1) This is all-stop, SIGPROF is active, and a thread hits a breakpoint.
gdbserver stops all threads, and while stopping all threads one thread gets a SIGPROF.

2) gdb then advances the breakpointed thread passed the breakpoint and then resumes all threads.

3) gdbserver gets the resume request and looks for a thread with a pending signal, finds it (the SIGPROF'd thread), and leaves all threads stopped knowing linux_wait_for_event will find the thread with status_pending_p (there could be more than one of course).

4) gdbserver then enters wait processing for all threads, linux_wait_for_thread finds the SIGPROF'd thread which linux_wait_1 forwards on to the inferior, and goes back to waiting for all threads.

5) At this point only the SIGPROF'd thread is running and linux_wait_1 is waiting for an event worthy of reporting back to gdb.
gdbserver sees the SIGSTOP that was sent earlier to stop all threads, knows it no longer cares about it, resumes the thread, and goes back to waiting for all threads. The thread continues to receive SIGPROF which are continually forwarded on and eventually the thread exits.

6) At this point gdbserver is hung waiting for an event from some thread, but no threads are running.

From a high level perspective, if we want to keep the "any_pending" processing, a signal gdb doesn't care about is different than a signal gdb does care about, and the "any_pending" processing that gdbserver does only applies to the latter, not the former.  E.g., if there are 10 threads to be resumed, 1 of which is a "normal" resume after a SIGSTOP, and 9 have different signals all marked as "nostop noprint pass", then that is no different than having the same 10 threads all marked for "normal" resumption: resume them all in the way appropriate for each thread.
Thus, from a high level perspective, IWBN to distinguish signals thusly.  Whether that's actually easy/possible in the implementation ... have to see.
Comment 3 dje 2013-12-04 19:37:17 UTC
(In reply to dje from comment #2)
> What happens here is this:

For completeness sake, that's from analyzing the hang using thread-test-2 in the attached testcase.
Comment 4 eclipsehivernale 2014-11-23 15:33:53 UTC
I am a software developer of a multi threaded application (about 10 threads).
Recently we decided to use tcmalloc instead of the glibc malloc.
It is a google open source malloc optimized for multi allocation allocation.
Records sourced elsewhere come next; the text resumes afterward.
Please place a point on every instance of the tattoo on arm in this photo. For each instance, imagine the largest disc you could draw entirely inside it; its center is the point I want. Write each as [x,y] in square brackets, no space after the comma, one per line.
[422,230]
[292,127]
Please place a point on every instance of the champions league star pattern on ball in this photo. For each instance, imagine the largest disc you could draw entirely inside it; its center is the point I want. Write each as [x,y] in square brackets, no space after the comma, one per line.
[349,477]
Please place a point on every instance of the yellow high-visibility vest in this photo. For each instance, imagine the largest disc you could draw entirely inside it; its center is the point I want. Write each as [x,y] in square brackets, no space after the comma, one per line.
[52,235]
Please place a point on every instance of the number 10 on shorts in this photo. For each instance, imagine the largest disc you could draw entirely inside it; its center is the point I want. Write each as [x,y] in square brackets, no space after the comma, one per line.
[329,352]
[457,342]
Since this change, it is impossible to use gdbserver.
The SIGPROF signal management is automatic in tcmalloc library.
After a few "next" operation, gdbserver hangs, waiting for a pending event from thread which has received a SIGPROF signal, exactly like you describe in your comment.
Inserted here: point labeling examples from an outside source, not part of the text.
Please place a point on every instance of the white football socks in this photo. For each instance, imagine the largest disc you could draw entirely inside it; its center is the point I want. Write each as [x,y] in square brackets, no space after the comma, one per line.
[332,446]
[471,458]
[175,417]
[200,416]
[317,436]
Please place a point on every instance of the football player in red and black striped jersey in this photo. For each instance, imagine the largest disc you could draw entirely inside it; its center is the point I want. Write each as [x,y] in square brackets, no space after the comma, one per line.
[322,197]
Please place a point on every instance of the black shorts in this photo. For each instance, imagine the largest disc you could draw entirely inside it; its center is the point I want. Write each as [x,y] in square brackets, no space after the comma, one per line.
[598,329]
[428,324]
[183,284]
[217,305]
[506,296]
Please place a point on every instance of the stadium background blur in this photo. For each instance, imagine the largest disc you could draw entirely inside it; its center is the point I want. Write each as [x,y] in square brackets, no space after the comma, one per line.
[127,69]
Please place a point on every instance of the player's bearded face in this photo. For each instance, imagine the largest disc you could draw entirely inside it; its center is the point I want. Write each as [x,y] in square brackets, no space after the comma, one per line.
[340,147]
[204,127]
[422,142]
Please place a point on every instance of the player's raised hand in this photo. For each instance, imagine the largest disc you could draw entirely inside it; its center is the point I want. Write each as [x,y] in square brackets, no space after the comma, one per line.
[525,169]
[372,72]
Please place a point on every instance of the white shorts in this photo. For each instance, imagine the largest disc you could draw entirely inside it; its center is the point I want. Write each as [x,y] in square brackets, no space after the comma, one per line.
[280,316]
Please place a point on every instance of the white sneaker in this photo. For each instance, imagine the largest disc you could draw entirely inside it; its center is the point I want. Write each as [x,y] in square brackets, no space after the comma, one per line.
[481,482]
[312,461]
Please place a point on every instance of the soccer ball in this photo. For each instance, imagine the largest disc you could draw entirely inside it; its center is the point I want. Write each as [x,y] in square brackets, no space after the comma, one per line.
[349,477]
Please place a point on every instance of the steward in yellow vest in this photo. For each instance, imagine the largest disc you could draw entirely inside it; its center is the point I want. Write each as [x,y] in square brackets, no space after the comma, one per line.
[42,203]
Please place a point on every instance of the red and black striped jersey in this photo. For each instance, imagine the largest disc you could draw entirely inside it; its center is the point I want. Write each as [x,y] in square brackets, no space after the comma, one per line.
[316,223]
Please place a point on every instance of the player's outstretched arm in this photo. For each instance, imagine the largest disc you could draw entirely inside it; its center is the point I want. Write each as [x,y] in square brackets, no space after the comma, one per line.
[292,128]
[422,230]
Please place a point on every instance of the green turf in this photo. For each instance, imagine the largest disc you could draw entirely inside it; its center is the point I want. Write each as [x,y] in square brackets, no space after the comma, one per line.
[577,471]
It is still possible to use gdb directly on the remote target, but this is a waste of time.
I also observed once gdb hanged in native configuration, but I can't tell for sure it is the same issue as I just killed it and tried again.

I tested the patch you posted: https://sourceware.org/ml/gdb-patches/2013-11/msg00361.html and it seems to work fine on 7.8.50.20141107.
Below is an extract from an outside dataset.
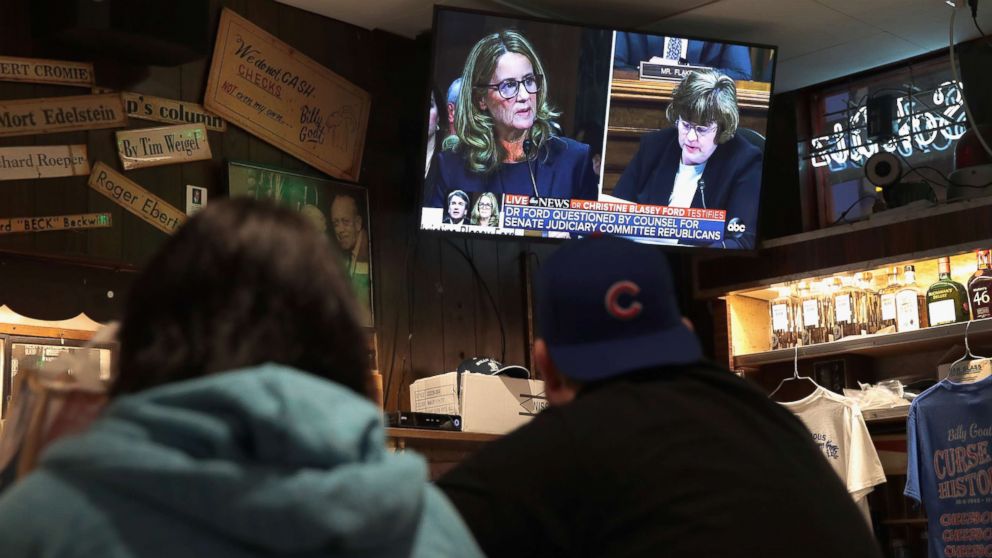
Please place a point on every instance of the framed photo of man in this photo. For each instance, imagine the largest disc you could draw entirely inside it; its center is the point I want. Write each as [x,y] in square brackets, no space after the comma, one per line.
[338,208]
There are other freeze/hangs reported in the bug zilla database that may be linked to this issue, since it can appear by using any running operation (next, step, break...) and every gdb version so far are impacted.

I think more and more people will face this issue (tcmalloc + multi threaded application without control on SIGPROF) and I would like to push to integrate a fix in the next version of gdb.

Anyway thanks a lot to you for the investigation and the fix suggestion.
If no action is taken to fix gdb then I guess I will use your fix locally forever.